0

I need the fastest performance way to retrieve integers that need to be pulled up fast. Here is my use case: There is a "sort/filter" option on my site. I have attributes for dogs, like long hair, short hair, big, dog, etc... I want users to be able to filter by attributes of the dogs.

Here is my table:

dogs
- id
- attributes

Here is the reference to attributes about the dogs (not very important for the question, it is just to give you an idea):

0 = adoptable pet
1 = short hair
2 = long hair
3 = fluffy
4 = black
5 = brown
6 = white
7 = golden/yellow
8 = etc...

Right now, I have attributes saved in a TEXT data type in JSON format.

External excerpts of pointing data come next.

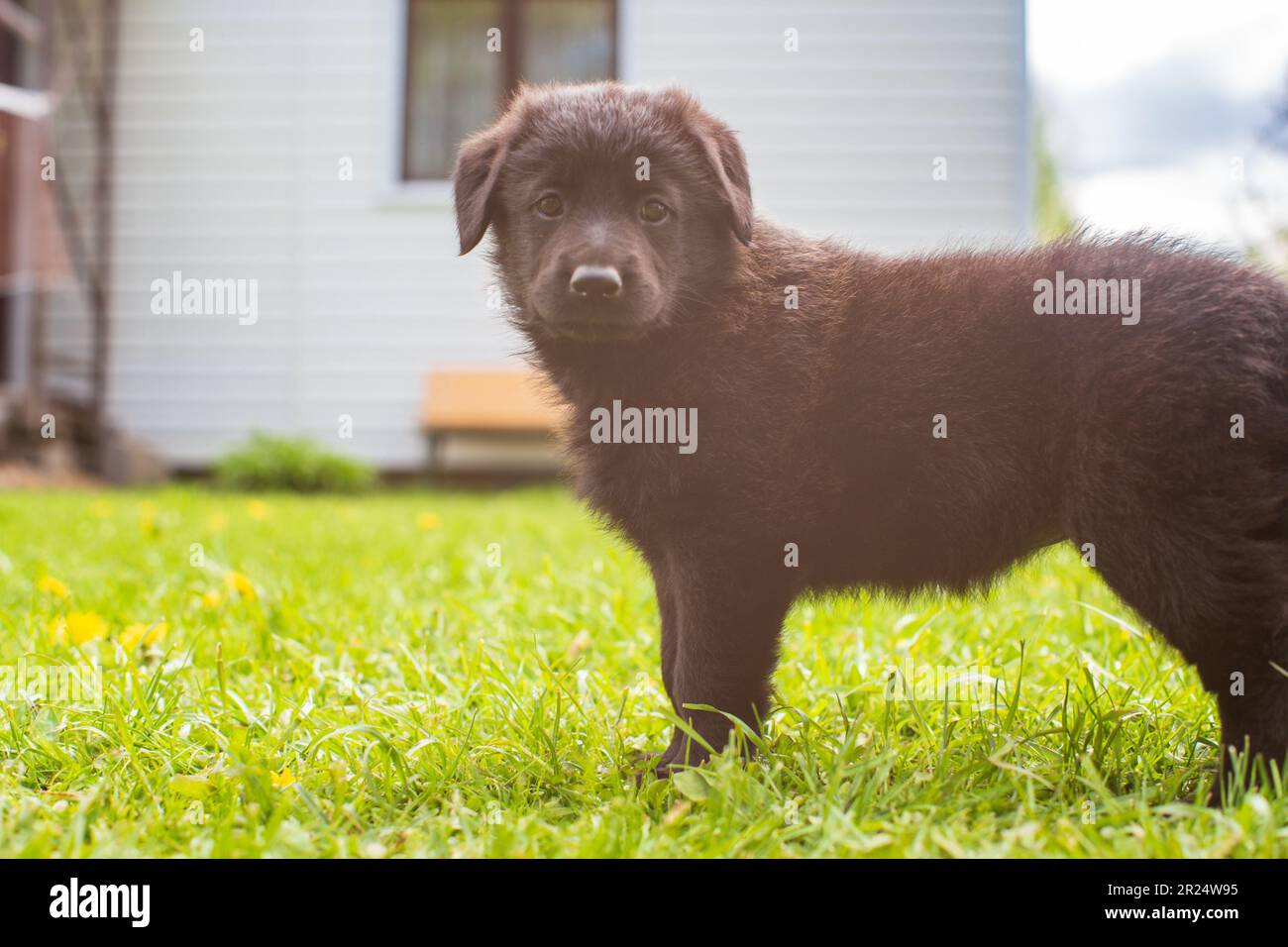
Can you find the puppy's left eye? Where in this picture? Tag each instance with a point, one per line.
(549, 206)
(655, 211)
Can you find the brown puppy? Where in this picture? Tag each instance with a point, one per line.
(892, 423)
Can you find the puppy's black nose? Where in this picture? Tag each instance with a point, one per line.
(596, 281)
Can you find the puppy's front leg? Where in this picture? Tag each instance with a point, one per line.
(720, 629)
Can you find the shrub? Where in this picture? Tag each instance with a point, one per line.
(267, 462)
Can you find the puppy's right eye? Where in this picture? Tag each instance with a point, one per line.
(550, 205)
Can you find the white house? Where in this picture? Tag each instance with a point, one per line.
(303, 144)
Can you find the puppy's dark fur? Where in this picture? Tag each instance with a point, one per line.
(815, 424)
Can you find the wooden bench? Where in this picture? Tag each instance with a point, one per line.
(496, 420)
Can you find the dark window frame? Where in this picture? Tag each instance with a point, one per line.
(511, 65)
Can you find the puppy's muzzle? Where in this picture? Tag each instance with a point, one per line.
(595, 282)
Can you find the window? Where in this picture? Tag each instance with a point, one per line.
(455, 84)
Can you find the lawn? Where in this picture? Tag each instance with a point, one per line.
(446, 674)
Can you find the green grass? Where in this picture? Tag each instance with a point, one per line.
(377, 686)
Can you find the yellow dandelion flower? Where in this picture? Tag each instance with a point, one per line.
(240, 585)
(141, 633)
(53, 586)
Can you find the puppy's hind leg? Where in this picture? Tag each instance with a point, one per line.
(720, 629)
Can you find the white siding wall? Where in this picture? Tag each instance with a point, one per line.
(228, 169)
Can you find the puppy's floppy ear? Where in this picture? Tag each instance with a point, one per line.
(729, 163)
(478, 162)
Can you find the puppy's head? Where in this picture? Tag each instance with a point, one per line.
(613, 209)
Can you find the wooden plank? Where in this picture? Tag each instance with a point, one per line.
(488, 399)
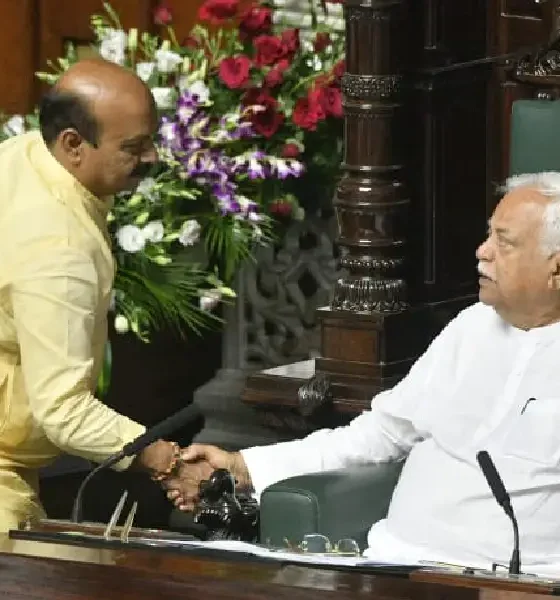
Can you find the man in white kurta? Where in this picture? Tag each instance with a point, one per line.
(490, 381)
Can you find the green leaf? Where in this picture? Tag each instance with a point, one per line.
(104, 381)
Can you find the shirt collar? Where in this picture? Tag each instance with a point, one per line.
(542, 334)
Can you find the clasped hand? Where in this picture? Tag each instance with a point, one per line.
(199, 461)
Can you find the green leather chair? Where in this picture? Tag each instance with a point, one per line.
(341, 504)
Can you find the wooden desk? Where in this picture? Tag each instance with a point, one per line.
(44, 571)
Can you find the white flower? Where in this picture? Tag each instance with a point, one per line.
(209, 299)
(201, 90)
(131, 238)
(257, 233)
(190, 233)
(164, 97)
(146, 188)
(121, 324)
(145, 70)
(167, 60)
(15, 125)
(153, 231)
(113, 45)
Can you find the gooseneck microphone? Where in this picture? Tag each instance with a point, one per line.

For example, ["0","4"] or ["0"] or ["2"].

So I want to select all the attributes like so:

SELECT * FROM dogs WHERE attributes LIKE %0% OR attributes LIKE %1% OR attributes LIKE %4% attributes LIKE %7%

How can I select all rows where the attributes contain 0, or 1, or 4, or 7 (not and). If a row has one of those attributes, select them.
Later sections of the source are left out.